槙原寛己氏 変化球が生きる菅野の新フォーム

[ 2020年7月4日 05:30 ]

セ・リーグ   巨人5―0中日 ( 2020年7月3日    東京D )

<巨・中>完封勝利を飾り笑顔を見せる菅野(撮影・西尾 大助)
Photo By スポニチ

 【槙原寛己 視点】今年の菅野は始動を大きく変えた新フォームで臨んでいるが、その真価が発揮された投球だった。去年までと比べて一番良くなったのは縦の変化球。フォーク、カーブの軌道と変化量にある。

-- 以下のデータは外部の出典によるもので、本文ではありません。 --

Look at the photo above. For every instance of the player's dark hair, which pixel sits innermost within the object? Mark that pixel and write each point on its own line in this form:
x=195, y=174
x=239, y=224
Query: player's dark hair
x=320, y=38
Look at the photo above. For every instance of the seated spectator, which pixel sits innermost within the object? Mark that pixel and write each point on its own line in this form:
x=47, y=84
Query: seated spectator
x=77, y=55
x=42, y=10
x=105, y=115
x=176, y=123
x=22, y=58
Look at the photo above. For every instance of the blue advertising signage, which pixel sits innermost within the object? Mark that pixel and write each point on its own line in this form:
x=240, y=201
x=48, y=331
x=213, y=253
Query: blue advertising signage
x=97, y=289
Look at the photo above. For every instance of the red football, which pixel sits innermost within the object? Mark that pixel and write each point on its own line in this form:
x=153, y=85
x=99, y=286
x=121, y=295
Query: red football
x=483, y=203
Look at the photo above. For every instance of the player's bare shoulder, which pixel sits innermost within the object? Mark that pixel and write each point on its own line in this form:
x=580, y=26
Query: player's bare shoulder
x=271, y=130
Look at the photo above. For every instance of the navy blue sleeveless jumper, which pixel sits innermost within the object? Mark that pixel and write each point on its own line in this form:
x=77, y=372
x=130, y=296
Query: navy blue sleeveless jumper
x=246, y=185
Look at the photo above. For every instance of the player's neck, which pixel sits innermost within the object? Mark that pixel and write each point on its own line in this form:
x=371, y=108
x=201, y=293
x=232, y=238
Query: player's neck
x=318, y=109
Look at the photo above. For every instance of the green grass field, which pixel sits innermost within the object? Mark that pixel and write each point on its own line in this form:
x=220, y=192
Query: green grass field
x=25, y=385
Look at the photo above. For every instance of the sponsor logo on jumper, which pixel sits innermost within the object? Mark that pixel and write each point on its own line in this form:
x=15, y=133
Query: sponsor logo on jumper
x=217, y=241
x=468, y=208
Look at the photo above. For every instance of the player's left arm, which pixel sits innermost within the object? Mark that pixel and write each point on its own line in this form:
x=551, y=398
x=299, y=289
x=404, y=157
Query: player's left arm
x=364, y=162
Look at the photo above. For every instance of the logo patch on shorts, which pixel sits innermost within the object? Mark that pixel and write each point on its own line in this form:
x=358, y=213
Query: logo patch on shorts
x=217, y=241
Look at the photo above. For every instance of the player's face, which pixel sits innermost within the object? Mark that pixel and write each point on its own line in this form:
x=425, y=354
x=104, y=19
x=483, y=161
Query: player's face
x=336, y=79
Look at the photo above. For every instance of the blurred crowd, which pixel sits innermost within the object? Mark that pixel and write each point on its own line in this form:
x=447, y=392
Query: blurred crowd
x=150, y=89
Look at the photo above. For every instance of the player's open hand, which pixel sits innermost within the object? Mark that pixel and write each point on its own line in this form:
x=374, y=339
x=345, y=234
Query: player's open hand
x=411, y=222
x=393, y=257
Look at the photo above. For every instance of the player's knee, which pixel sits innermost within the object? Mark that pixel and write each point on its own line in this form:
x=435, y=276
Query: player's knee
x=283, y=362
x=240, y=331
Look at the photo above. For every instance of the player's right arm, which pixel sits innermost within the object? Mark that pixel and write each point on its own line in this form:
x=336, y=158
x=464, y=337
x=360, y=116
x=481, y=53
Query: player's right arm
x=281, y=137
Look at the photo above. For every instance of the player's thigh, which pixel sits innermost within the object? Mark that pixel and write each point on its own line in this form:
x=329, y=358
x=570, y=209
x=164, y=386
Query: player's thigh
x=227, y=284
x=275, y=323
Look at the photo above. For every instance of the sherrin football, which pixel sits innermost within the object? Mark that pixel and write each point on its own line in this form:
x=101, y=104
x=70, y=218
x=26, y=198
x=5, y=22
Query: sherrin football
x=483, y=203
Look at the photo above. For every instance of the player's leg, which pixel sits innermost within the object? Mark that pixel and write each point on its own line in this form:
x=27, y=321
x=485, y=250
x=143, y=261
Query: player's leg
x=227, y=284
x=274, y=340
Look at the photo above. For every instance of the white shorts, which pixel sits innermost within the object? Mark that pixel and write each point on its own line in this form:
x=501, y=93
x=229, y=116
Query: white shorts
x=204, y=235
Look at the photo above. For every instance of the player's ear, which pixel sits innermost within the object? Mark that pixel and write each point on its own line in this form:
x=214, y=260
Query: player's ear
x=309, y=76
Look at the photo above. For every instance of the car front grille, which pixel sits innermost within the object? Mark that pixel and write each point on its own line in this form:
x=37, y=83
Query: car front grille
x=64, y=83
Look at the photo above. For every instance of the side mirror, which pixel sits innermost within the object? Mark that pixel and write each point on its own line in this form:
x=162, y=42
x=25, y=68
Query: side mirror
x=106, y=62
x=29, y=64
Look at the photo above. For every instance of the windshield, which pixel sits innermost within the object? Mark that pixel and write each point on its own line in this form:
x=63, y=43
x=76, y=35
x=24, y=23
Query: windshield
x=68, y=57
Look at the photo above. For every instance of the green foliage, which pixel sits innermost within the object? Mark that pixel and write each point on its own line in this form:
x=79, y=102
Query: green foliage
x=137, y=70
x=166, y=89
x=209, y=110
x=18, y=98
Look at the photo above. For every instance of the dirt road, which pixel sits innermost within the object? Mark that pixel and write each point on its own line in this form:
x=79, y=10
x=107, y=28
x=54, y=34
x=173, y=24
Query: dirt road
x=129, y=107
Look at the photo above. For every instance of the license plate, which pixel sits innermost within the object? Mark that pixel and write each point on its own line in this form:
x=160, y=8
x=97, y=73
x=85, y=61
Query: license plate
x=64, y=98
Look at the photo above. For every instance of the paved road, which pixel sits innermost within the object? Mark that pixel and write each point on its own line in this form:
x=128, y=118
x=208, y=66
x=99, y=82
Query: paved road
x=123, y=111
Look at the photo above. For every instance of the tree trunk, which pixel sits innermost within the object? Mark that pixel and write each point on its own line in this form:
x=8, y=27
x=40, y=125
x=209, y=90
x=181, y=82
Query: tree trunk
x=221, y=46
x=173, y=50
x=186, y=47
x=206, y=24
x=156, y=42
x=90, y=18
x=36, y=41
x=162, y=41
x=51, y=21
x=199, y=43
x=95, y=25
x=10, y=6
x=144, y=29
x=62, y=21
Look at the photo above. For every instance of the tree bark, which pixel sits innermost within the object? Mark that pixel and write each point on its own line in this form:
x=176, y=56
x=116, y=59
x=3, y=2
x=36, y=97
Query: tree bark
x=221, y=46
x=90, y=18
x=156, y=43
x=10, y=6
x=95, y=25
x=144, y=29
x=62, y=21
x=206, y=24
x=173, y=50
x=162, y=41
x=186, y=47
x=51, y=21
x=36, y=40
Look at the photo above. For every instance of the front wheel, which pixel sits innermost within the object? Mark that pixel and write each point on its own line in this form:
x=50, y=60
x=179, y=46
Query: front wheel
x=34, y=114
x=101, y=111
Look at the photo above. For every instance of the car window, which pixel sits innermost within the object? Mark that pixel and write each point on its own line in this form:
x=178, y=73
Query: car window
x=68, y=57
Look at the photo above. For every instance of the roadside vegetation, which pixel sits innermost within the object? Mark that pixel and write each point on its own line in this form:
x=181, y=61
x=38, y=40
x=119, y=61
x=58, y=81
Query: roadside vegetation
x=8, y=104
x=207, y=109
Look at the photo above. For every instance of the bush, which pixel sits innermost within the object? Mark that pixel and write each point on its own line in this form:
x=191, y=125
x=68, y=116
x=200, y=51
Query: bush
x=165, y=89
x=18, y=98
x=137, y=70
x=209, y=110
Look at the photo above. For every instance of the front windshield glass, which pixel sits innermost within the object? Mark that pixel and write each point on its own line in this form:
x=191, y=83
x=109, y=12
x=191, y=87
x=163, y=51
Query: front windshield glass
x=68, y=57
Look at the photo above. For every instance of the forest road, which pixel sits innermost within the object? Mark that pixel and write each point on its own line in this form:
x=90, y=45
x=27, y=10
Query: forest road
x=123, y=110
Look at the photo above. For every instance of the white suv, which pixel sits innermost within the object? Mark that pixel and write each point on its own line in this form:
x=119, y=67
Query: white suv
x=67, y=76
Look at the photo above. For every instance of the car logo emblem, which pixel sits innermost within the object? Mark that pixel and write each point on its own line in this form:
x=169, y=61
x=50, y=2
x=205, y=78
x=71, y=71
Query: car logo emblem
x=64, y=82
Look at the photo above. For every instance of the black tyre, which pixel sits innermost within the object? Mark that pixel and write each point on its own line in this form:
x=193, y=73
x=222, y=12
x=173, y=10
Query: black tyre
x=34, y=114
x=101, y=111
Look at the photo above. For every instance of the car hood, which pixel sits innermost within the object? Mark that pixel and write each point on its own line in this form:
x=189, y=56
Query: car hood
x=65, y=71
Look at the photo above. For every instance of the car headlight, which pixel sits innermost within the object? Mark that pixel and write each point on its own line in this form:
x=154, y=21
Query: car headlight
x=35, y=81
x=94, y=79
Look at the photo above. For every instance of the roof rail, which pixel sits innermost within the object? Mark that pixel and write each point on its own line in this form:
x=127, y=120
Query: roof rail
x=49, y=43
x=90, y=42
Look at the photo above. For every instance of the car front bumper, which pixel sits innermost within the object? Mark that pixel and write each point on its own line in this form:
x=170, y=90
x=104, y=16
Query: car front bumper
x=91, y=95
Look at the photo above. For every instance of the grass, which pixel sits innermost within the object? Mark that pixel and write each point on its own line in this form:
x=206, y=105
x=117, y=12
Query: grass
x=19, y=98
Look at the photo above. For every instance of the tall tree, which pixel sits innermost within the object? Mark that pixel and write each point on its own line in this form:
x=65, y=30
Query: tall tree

 始動をあの形にすることで、軸足である右足に今まで以上に体重が乗る。真っすぐも指に掛かるが、それ以上に体が打者側へ突っ込まないことで変化球が生きる。左肩の開きも抑えられる。スライダーは曲がり始めが遅く、打者の手元で曲がっていた。元々得意な球だが、より見極めが困難に。そしてフォークとカーブが縦によく落ち、際立っていた。

 落ちる系の両球種は右足に体重が乗らないといけない。特にフォークは抜けやすい球種。他の球で抑えられるので、以前はほとんど使わない試合もあった。ただ今日は両球種とも、低めやワンバウンドに決まっていた。ならば使わない手はない。この日は走者も出さず、セットポジションがほぼなかった。始動から軸足に体重が乗る新フォームで終始投げ続けられた。

 大城とのバッテリーにも中日打線が戸惑っているように映った。直球が多く、内角もよく突いた。それが9回まで効いた。ノーヒッターの予感は十分漂った。彼は本来、四球も少ないタイプ。完全試合、菅野なら十分あると改めて思わされた。